Aziz went quiet, his eyes on his cup of coffee. Mikaël didn't dare break the silence. He raised his head to look out the wide window of the restaurant where they had taken refuge after
their long walk. Night was falling fast. Mikaël could see the river far off, slipping into a bluish light. It was now snowing softly, a few lost flakes sparkling under the streetlights.

“Would you rather I called you Aziz or Amed?”

“You can keep calling me Aziz.”

“Are you still cold?”

“No.”

Mikaël asked for the bill, and after he had paid they left the restaurant. The sidewalks, the streets, the passersby, the roofs of parked cars, all were white, covered in spotless snow. Before leaving him in front of a subway station, Mikaël asked Aziz if he would be returning to class.

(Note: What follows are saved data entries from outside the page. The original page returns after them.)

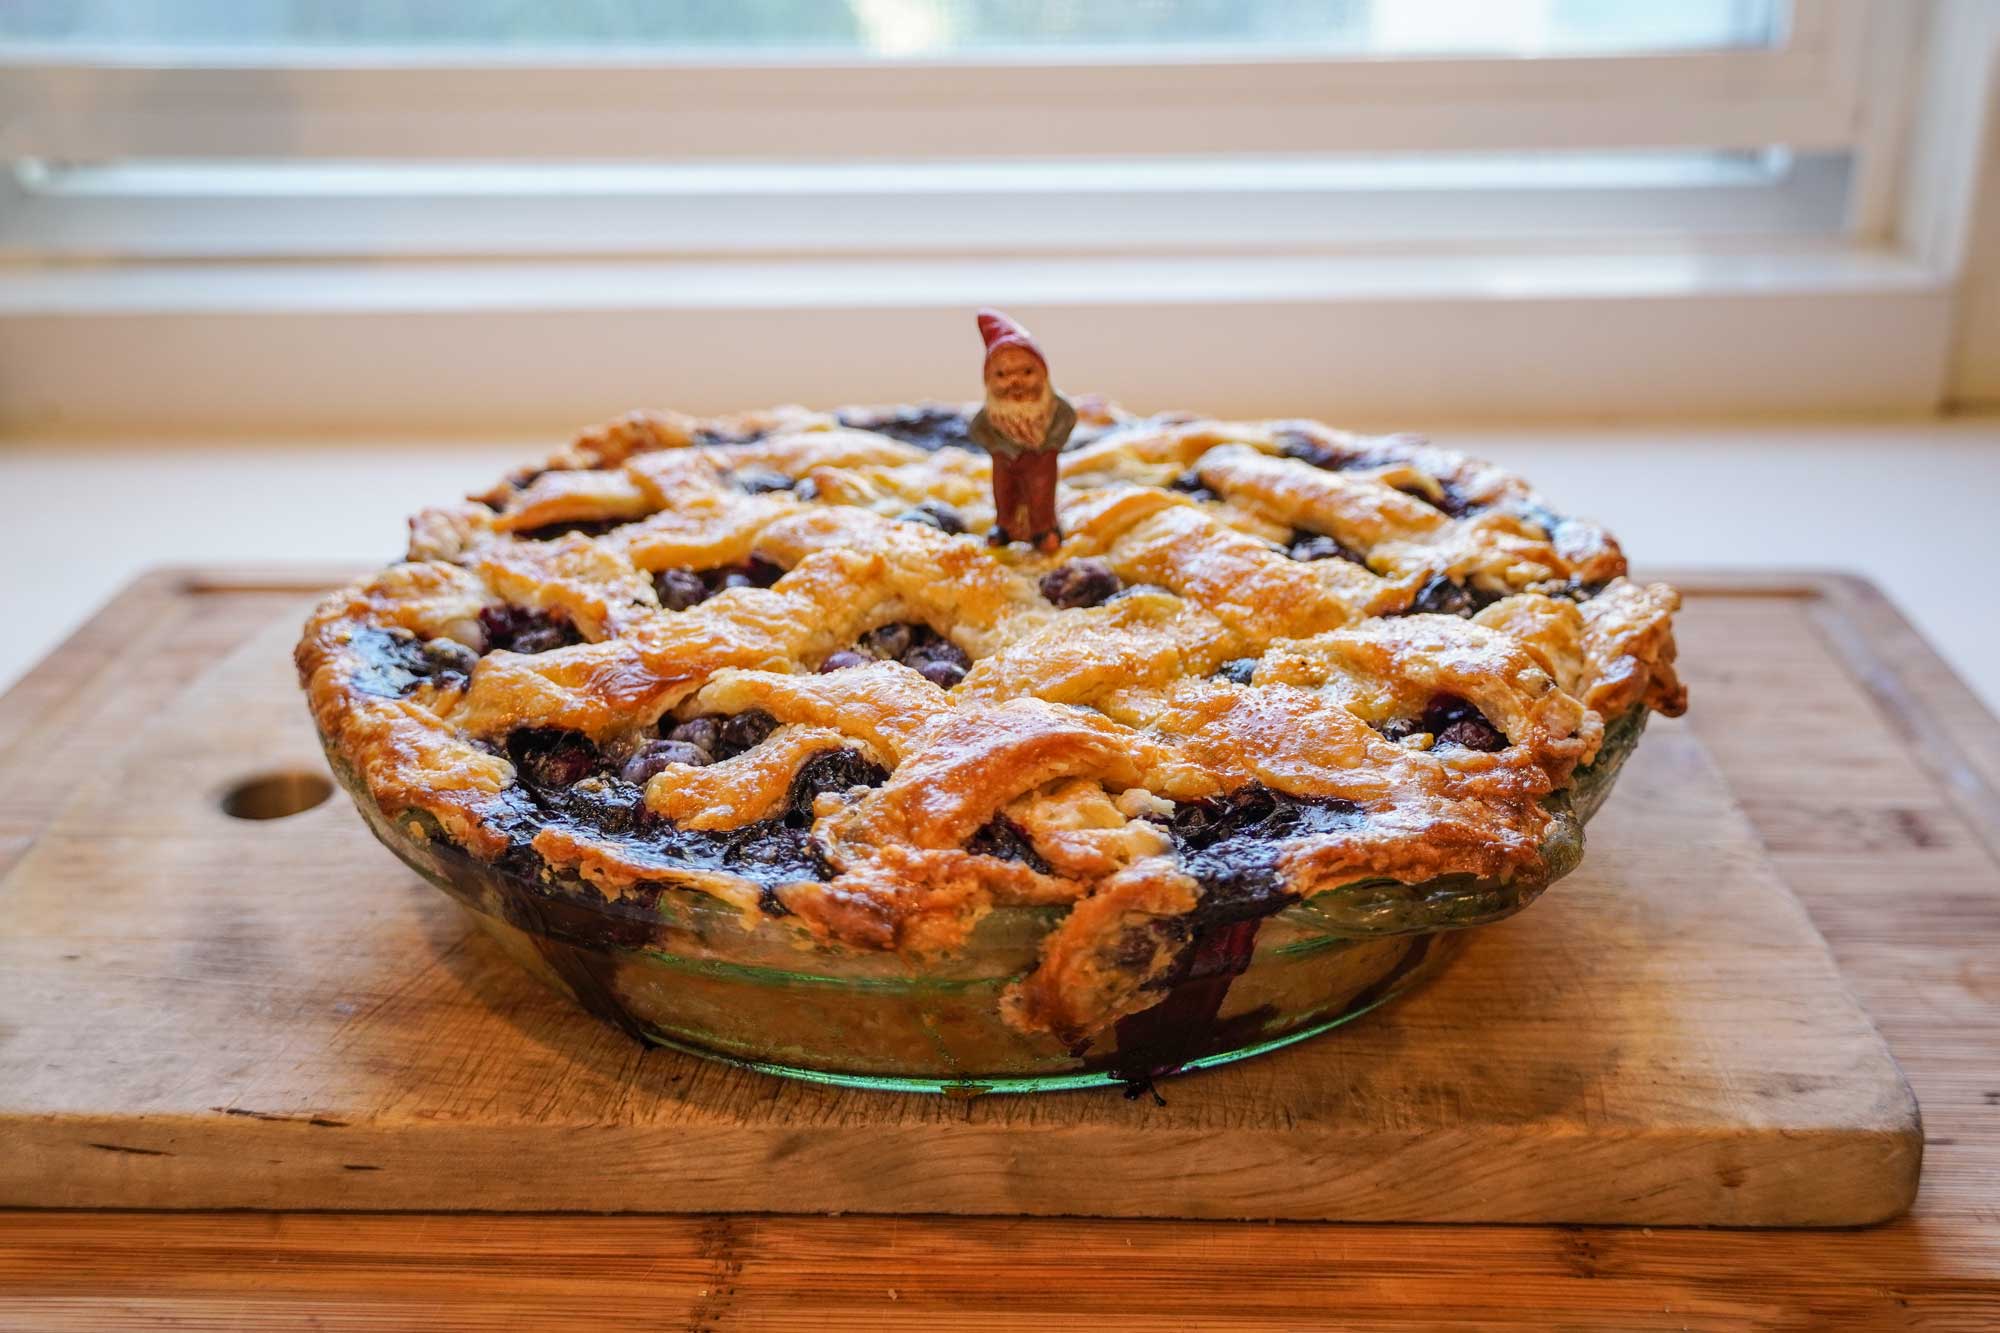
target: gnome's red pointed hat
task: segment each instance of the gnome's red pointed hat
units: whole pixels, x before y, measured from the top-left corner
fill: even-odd
[[[1028,331],[1016,324],[998,310],[979,312],[979,336],[986,340],[986,364],[993,364],[994,354],[1003,347],[1018,347],[1029,356],[1042,363],[1042,369],[1049,368],[1049,359],[1042,355],[1042,349]]]

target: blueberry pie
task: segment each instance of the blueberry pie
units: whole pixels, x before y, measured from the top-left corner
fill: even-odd
[[[1393,993],[1684,706],[1673,589],[1496,467],[1077,410],[1052,555],[984,539],[959,407],[588,431],[315,610],[334,769],[634,1035],[1063,1086]]]

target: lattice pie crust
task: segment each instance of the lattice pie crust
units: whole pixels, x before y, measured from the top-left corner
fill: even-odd
[[[329,753],[475,857],[825,947],[1068,904],[1005,1006],[1074,1041],[1152,1002],[1172,952],[1135,931],[1209,895],[1534,873],[1606,722],[1684,705],[1674,591],[1498,468],[1077,405],[1049,557],[983,539],[957,407],[589,431],[319,606]],[[1246,793],[1288,817],[1197,865],[1186,816]]]

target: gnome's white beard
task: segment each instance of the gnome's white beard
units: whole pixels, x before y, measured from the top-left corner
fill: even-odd
[[[1023,449],[1042,447],[1042,440],[1049,433],[1049,422],[1055,414],[1055,386],[1047,380],[1042,381],[1041,396],[1025,402],[986,395],[986,419],[993,423],[995,430]]]

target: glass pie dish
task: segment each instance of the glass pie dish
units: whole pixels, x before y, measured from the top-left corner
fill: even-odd
[[[1642,705],[1613,719],[1595,761],[1547,798],[1543,873],[1363,879],[1306,901],[1224,909],[1197,922],[1157,1003],[1078,1047],[1016,1030],[999,1004],[1067,908],[997,908],[948,956],[854,949],[783,921],[746,925],[697,891],[607,899],[580,880],[480,861],[426,815],[390,818],[338,753],[329,759],[405,864],[524,969],[633,1037],[791,1078],[973,1095],[1138,1088],[1304,1040],[1403,994],[1446,966],[1469,930],[1520,911],[1575,868],[1584,824],[1646,715]]]

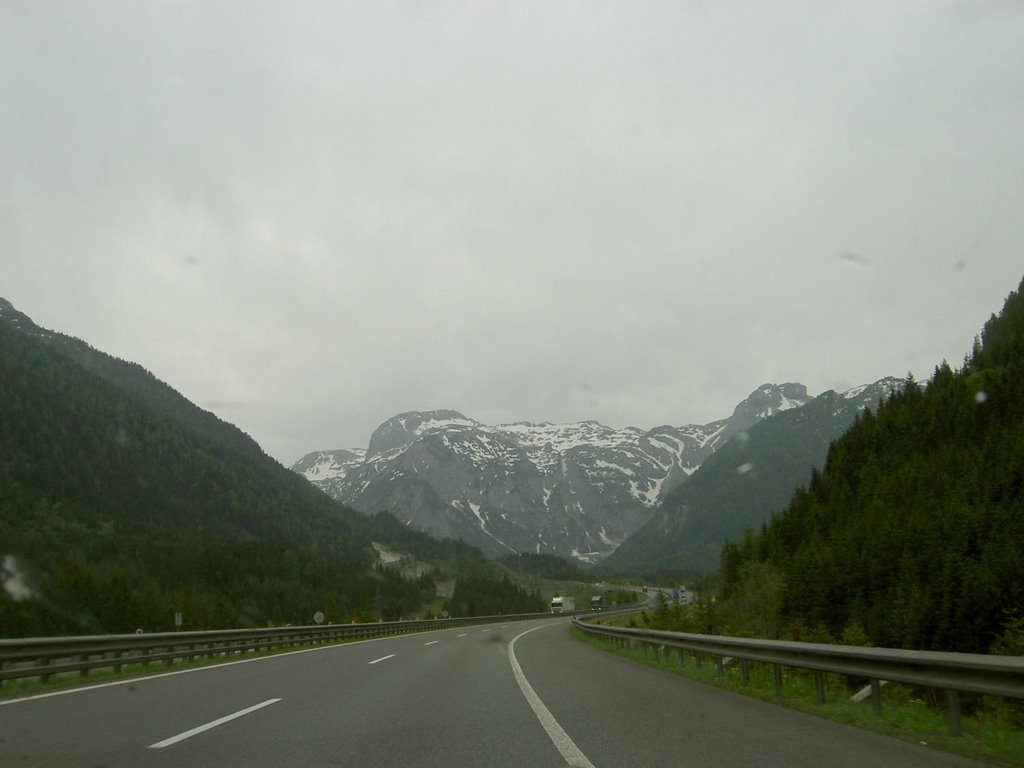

“And the child in the play?” replied Aziz.

“Don't be afraid. Sony isn't going to die.”

 

Aziz went back to acting class. Mikaël was relieved, and at the same time perceived Aziz's return as an added responsibility. He had promised Aziz that Sony wouldn't die. For that, he had to rewrite the scene where the mercenary asked the child to give him a valid reason for letting him live. How to change that ending? Where to find the words that would touch this soldier's heart, debased by war, despairing and dehumanized? After hesitating for a while, Mikaël found the courage to ask Aziz to relate the story of his childhood, the story he'd told Mikaël as they walked. He didn't see what else he could do. Aziz's words, even improvised, would sound more authentic, truer than anything he could write for this scene. He was sure of it. He told himself that if the soldier heard
the story of the explosives belt worn by a small sick child—the story of the twin brothers who traded places, which was not theater because it had really happened—and thought about his own son while listening to this story, about his son who looked so much like the little boy recounting this searing story as if it were a memory, there would then be a chance he wouldn't shoot Sony down like a dog.